Some women feel it, if their younger sister got married before them, especially if all the extended family could do is ask yuh, “When yuh getting’ marrid gyul?” After a while, it may become tiresome, or even humiliating. Do you think it’s easier to cope as an unmarried sibling, if it’s just the men who are married, as opposed to feeling the underlying, subconscious competition between sisters who will be judged by family? Is it easier for men to find a mate? I’ll deal with that last question in another article soon.
For people who are unhappy or bothered by still being single and dread that judging look they get, when people interrogate them about their marital status, what can help them to come to terms with it? A blowup doll to hug at night?

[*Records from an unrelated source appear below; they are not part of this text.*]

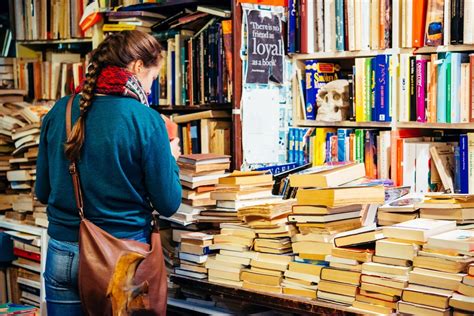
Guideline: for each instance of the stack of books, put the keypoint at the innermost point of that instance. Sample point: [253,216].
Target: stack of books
[131,20]
[453,207]
[193,254]
[395,256]
[322,213]
[199,173]
[23,278]
[400,210]
[270,223]
[266,272]
[242,189]
[19,139]
[233,243]
[463,300]
[302,277]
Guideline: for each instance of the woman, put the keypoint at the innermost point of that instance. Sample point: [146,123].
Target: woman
[124,157]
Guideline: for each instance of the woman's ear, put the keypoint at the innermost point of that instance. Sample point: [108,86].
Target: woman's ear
[136,66]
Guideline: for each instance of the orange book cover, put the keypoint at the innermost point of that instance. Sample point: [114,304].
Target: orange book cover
[432,92]
[419,20]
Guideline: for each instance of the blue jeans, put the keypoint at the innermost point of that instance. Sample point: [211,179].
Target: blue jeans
[61,277]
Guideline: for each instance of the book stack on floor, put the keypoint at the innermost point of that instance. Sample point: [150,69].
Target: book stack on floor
[19,130]
[392,277]
[23,278]
[199,173]
[193,254]
[400,210]
[274,233]
[453,253]
[453,207]
[234,243]
[240,189]
[463,299]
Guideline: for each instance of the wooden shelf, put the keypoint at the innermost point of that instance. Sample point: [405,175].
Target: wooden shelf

My friend Simone says: “You have to love yourself enough to know that nothing is wrong with you…and I think that is where the problem lies. You might worry that people will say, ‘Look is the ugly sister not married’…you know people like to real talk shit. But remember you may be alone, as not in a relationship, but continue to maintain a healthy social life, especially if you still live with family. Go to events, eat dinner together and continue to bond because that relationship should never be neglected whether or not you are single. Family support and time together helps make up for not having that second person.”
For those whose immediate family pester you about your status, you might have to rely on moral support from friends.
Being the only unmarried sibling in my family hasn’t been an unhappy status for me. My personal philosophy is that God didn’t put everybody on this Earth to multiply, if you get married – I have nothing but best wishes for you – and you should try to be happy regardless of what path your life takes. I’m not concerned about my marital status, so I don’t see why other people should be.